At the same time, Arizona head coach Sean Miller hired Marquette assistant Mark Phelps to take the same job with the Wildcats. That left an opening on the MU staff, and Steve Wojciechowski hired Johnson, thus bringing the connection to Howard to Milwaukee.

In the meantime, Howard transferred to Findlay Prep in Nevada and ended up on track to finish his high school curriculum after just three years of high school. Marquette had an available scholarship for this year, Howard graduated from high school, boom, he's a 17 year old suiting up to play college basketball a year ahead of schedule.

The crazy part about the whole thing is that Howard, who turned 18 the day before Marquette's final regular season game, is wildly over-performing expectations on every conceivable level. Think about it this way: He's supposed to be finishing up his senior year of high school right now, but instead, he's leading an NCAA tournament team in scoring, ranks #1 in the country in three-point shooting percentage (54.9%), and currently ranks 7th in Marquette history for three-pointers in a season. It's ridiculous.

5) Yeah when you look at the stat sheet for Marquette the numbers leap off the page. How does the team generate so much offense?

It comes down to this: Defenses have to pick which shooter that they're going to leave open.

Marquette has three of the 40 most accurate three-point shooters in the country: Markus Howard (54.9%, #1), Andrew Rowsey (45.4%, #33), and Sam Hauser (45.2%, #40).

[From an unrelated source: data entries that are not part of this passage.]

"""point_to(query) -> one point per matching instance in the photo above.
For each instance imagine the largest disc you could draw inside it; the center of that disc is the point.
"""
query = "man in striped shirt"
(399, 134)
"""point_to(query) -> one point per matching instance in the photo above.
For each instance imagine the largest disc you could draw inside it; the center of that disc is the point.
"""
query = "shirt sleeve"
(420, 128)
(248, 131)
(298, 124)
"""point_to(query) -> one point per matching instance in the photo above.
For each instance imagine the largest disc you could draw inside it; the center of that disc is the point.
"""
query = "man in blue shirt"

Grad transfer Katin Reinhardt is no slouch at 38%, and Jajuan Johnson is more of a multi-dimensional offensive player, but he's still knocking down 37% of his long balls. All of this combines to make MU the most accurate three-point shooting team in the country.

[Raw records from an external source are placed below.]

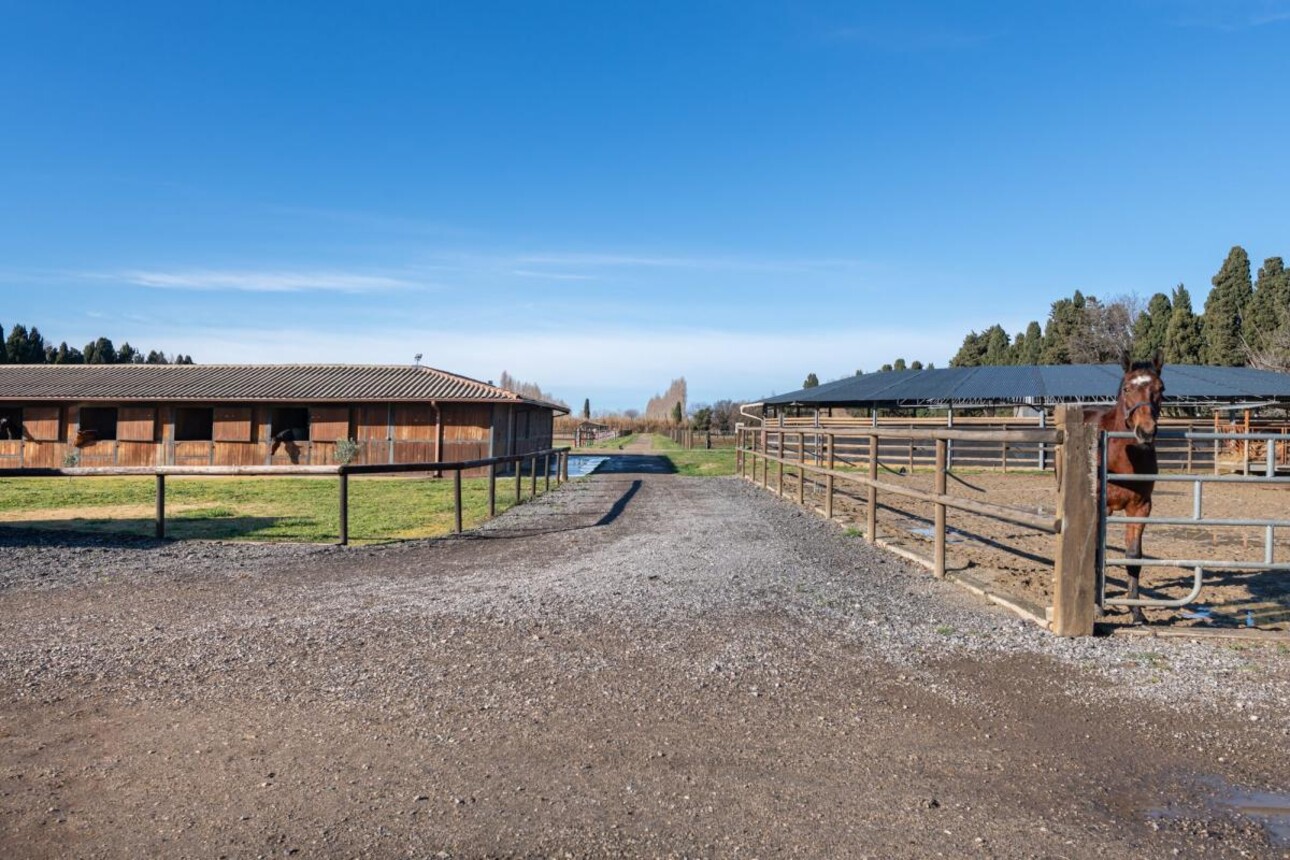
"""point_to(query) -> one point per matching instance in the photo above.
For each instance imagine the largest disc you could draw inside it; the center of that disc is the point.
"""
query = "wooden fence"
(831, 454)
(692, 439)
(1174, 453)
(560, 455)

Since Wojo rejiggered his rotation in mid-February, you're likely to see at least three of those guys on the floor together at all times, and Howard, Rowsey, and Hauser are all in the starting lineup. All of that spacing for shooters opens up a lot of room inside for Luke Fischer and Matt Heldt, the only two bigs on the team, to go to work. Both Fischer and Heldt are shooting over 64% on the season.

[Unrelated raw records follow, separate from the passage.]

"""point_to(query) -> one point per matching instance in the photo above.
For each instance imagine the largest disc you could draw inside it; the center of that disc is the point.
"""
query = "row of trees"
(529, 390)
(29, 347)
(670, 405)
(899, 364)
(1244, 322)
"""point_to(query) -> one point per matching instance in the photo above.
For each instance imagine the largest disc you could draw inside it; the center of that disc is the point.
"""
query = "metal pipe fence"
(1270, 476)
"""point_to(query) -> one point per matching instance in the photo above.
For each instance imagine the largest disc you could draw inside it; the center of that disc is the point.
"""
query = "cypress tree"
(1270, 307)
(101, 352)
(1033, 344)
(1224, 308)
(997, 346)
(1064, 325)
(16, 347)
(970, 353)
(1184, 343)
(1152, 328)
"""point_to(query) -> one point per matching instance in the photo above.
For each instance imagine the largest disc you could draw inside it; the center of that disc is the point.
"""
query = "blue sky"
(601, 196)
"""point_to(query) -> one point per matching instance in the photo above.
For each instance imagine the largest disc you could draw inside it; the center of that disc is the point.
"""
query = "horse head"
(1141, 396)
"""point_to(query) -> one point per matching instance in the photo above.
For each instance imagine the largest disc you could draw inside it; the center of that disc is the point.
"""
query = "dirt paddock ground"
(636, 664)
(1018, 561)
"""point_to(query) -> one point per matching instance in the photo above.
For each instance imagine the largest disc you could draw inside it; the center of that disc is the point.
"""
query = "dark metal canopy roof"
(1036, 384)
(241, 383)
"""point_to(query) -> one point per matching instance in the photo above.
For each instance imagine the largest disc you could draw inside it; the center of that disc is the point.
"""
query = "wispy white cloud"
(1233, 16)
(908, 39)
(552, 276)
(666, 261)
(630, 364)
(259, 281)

6) So if you could see a weakness for Marquette, where would it be?

The defense is a total nightmare.

Markus Howard and Andrew Rowsey are both under 6-feet in height, and as mentioned above, they start together. Duane Wilson gets the third back court/wing spot in the newly configured lineup, and he's only checking in at 6'2". Big guards, for example guys like Sindarius Thornwell and P.J. Dozier, can give MU's miniscule backcourt fits because of the size mismatch.

Things aren't much better inside. Sam Hauser and Katin Reinhardt are woefully undersized to defend big guys, and Luke Fischer and Matt Heldt have a massive foul problem. In the six games since Wojo changed up the lineup and given Heldt the majority of the minutes at center, the two big men have combined for 44 fouls in 231 minutes of game play.